Move over Art Basel. There’s another Miami institution doubling down on the NFT craze.
This week, University of Miami launched Canes Vault, an NFT marketplace for Hurricanes football memorabilia – just in time for the team’s September 4th kickoff. The initiative is among the first in the world of collegiate sports.
Miami is an apt location for this novel application of NFT technology. Mayor Francis Suarez has spoken extensively about the city’s goal to be a cryptocurrency capital. And leaders in the crypto space have responded: In recent months, several major companies have announced Miami relocations or expansions.
NFTs, or non-fungible tokens, are unique digital assets that are authenticated and verified on the blockchain. Think of them as officially licensed collectables, only virtual.
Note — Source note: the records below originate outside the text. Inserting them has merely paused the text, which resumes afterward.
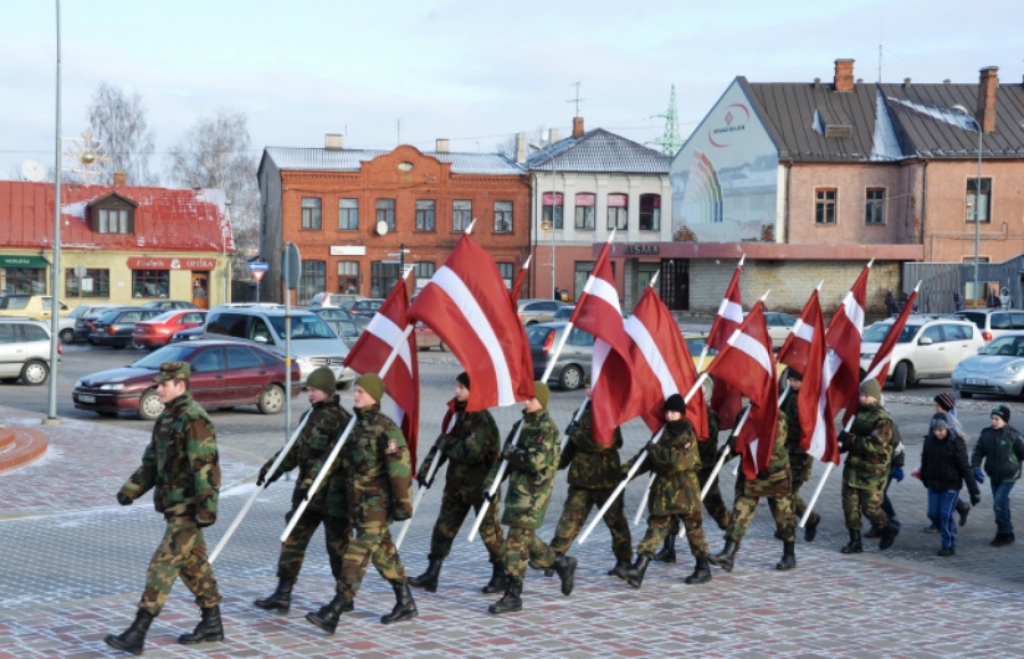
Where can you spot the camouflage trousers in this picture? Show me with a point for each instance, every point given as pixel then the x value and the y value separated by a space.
pixel 455 508
pixel 658 528
pixel 181 553
pixel 521 546
pixel 866 501
pixel 371 543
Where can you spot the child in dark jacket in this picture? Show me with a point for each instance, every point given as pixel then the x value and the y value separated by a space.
pixel 944 469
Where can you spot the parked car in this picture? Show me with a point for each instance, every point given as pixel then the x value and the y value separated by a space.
pixel 224 374
pixel 996 369
pixel 993 322
pixel 534 311
pixel 313 344
pixel 115 327
pixel 25 351
pixel 157 332
pixel 928 348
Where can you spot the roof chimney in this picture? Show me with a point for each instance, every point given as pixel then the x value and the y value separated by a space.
pixel 844 75
pixel 333 140
pixel 988 84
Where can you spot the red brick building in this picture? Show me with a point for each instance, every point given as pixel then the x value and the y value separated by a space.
pixel 350 211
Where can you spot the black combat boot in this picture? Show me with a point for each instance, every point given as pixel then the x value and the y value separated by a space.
pixel 788 557
pixel 133 639
pixel 811 529
pixel 701 573
pixel 327 618
pixel 281 600
pixel 668 552
pixel 428 580
pixel 727 558
pixel 635 574
pixel 209 629
pixel 498 581
pixel 404 607
pixel 854 545
pixel 565 567
pixel 512 601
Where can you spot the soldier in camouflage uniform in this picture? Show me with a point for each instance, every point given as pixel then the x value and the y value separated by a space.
pixel 866 471
pixel 800 462
pixel 675 492
pixel 376 476
pixel 324 425
pixel 181 464
pixel 472 447
pixel 773 484
pixel 532 462
pixel 594 474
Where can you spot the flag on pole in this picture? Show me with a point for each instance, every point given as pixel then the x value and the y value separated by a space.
pixel 401 382
pixel 466 303
pixel 747 364
pixel 663 363
pixel 725 400
pixel 614 396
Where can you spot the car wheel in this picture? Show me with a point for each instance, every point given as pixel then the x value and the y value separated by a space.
pixel 271 400
pixel 900 376
pixel 570 378
pixel 35 372
pixel 150 405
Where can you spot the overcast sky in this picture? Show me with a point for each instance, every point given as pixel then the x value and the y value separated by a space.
pixel 474 72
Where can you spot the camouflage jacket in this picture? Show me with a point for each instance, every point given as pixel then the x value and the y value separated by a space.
pixel 591 465
pixel 472 449
pixel 532 464
pixel 375 471
pixel 870 448
pixel 323 428
pixel 180 464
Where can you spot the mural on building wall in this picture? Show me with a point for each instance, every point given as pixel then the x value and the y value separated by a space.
pixel 724 179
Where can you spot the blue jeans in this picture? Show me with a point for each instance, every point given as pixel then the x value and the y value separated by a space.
pixel 941 506
pixel 1000 504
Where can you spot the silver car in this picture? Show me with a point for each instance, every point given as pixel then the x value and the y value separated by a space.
pixel 997 369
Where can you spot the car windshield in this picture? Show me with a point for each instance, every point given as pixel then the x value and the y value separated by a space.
pixel 304 326
pixel 879 332
pixel 165 354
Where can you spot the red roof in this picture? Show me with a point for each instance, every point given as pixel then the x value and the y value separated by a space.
pixel 166 220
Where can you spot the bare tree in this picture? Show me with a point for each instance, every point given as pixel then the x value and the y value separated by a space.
pixel 118 120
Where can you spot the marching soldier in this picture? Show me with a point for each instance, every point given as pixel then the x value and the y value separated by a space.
pixel 800 462
pixel 675 492
pixel 594 473
pixel 181 464
pixel 376 477
pixel 773 484
pixel 472 448
pixel 866 471
pixel 324 426
pixel 532 462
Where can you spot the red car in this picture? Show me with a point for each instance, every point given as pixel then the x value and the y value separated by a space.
pixel 224 374
pixel 157 332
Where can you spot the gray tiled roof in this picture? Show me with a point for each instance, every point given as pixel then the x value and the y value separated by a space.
pixel 347 160
pixel 599 150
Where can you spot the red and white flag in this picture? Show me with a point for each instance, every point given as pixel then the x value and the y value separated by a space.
pixel 466 303
pixel 662 363
pixel 747 364
pixel 614 396
pixel 725 400
pixel 402 379
pixel 842 377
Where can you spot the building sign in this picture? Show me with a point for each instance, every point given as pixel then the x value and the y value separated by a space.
pixel 138 263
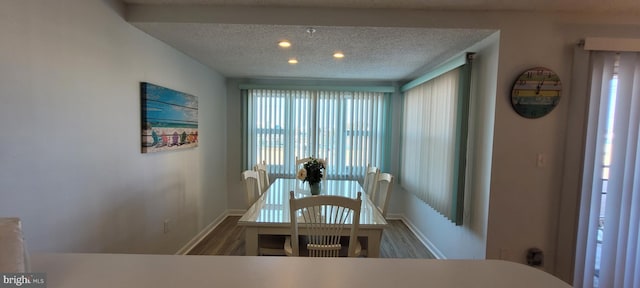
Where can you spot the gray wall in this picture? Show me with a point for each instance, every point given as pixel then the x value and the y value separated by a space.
pixel 70 161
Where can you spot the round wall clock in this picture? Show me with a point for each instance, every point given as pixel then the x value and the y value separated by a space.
pixel 536 92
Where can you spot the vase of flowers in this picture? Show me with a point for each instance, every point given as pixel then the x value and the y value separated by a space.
pixel 312 172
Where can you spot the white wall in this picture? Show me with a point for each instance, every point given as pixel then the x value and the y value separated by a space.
pixel 70 161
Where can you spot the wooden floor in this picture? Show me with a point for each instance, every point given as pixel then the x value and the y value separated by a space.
pixel 228 239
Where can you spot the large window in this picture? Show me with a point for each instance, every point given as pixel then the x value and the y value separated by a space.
pixel 433 160
pixel 346 128
pixel 608 241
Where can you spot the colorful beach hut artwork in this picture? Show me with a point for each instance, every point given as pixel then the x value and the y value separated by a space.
pixel 169 119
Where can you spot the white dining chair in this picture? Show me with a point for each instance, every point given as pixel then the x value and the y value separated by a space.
pixel 252 188
pixel 317 225
pixel 263 175
pixel 370 180
pixel 383 192
pixel 267 244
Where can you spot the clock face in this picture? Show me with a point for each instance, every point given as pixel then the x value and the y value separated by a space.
pixel 536 92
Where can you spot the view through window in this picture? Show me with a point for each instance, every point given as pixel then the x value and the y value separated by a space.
pixel 346 128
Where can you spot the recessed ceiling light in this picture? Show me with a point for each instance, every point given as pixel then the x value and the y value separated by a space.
pixel 284 44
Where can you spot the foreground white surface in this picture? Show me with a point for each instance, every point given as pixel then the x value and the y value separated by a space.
pixel 132 270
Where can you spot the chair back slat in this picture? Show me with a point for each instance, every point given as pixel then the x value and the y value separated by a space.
pixel 253 190
pixel 322 221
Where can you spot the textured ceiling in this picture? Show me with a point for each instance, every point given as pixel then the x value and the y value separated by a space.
pixel 372 53
pixel 237 50
pixel 522 5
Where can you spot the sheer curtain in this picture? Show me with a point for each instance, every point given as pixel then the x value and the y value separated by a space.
pixel 608 250
pixel 429 141
pixel 346 128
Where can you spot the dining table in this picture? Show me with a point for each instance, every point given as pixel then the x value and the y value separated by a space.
pixel 269 215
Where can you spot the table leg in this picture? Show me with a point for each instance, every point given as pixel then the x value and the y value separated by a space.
pixel 251 241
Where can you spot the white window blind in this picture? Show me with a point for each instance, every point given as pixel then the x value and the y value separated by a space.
pixel 434 139
pixel 346 128
pixel 608 244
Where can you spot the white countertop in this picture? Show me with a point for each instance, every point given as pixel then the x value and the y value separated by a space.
pixel 158 271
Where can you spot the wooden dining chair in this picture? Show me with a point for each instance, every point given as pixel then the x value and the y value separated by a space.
pixel 370 180
pixel 383 192
pixel 252 188
pixel 317 225
pixel 263 175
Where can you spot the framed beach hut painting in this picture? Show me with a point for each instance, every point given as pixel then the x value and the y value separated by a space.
pixel 169 119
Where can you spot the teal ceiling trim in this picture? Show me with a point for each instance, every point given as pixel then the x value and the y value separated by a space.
pixel 382 89
pixel 451 64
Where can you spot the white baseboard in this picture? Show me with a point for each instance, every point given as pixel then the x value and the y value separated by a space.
pixel 204 232
pixel 421 237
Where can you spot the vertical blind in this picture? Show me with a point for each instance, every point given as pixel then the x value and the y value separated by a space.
pixel 608 249
pixel 434 133
pixel 346 128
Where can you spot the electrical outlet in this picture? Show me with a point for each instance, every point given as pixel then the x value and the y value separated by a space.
pixel 166 226
pixel 541 161
pixel 505 253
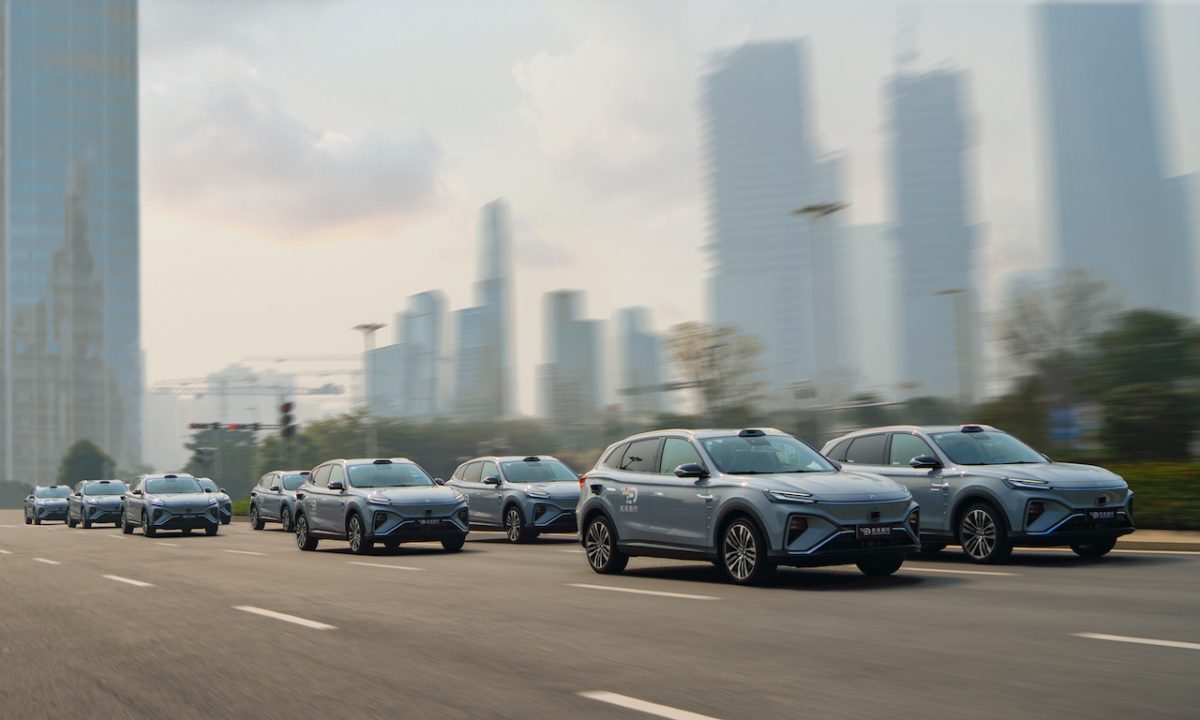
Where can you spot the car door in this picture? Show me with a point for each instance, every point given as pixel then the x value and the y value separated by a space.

The flagship product of this initial launch is a replica of the Hurricanes’ 1989 national championship ring for its season culminating in its 33-25 win over Alabama. Winning the NFT will be just the tip of the iceberg for one lucky Hurricanes superfan (or perhaps NFT investor). They will also receive a fully customized replica ring, as well as a digital video frame called an Infinite Object. As of writing, the highest bid for the ring is $5,000, but the auction doesn’t end until Monday, August 23rd.
Starting on Tuesday afternoon, the University of Miami will start selling two other products: one that includes the 1989 championship ring NFT and Infinite Object (aptly priced at $305), and the other that’s just the NFT ($50).
These products are just the beginning. UM has signaled that it is working on a variety of other NFTs, including a “Game Changers” series that will feature memorable moments in the Hurricanes’ history. They also plan to mint NFTs to commemorate former players that have gone pro and other championship rings. Don’t worry, the Turnover Chain will probably be drafted for a drop, too.
Jason Layton, the University of Miami’s Deputy Director of Athletics and Chief Financial Officer, is one of the executives that spearheaded this initiative. He told Refresh Miami that they prioritized launching products available at various price points: “We made sure that we have something for everyone.” He noted that while the big ticket item is one-of-a-kind, the reduced prices for the other products reflects the fact that they are issuing 250 NFTs of the mid tier item and 500 of the lowest priced product.
This project has been in the works since March. “We’re always looking for new areas to get into as we continue to grow digitally,” Layton said. He explained that NFTs made sense not just because they are a new medium, but also because they are “a new way to story tell and share special moments” with Hurricanes fans.
Atlanta-based GigLabs provided the technology underpinning this offering. Its CRO and co-founder Jon Parise told Refresh Miami that he gives the University of Miami “a ton of credit for going all in on this.”
He continued: “They are truly wanting to create an experience that their fans are going to get value out of. This project is really built for the long term.” That forward thinking perspective helps counteract the idea that NFTs are an ephemeral phenomenon.
One of the main advantages of the white-label platform that the University of Miami used is the user experience. Parise explained that many NFT projects reside on Ethereum, which requires digital wallets and owning cryptocurrency. GigLabs’ platform, however, is based on Flow, enabling users to purchase this memorabilia using their normal credit card.
Parise asserted that Miami is paving the way for other colleges to add value to the fan experience: “We’re excited to see where this goes. I think a lot of colleges are going to follow.”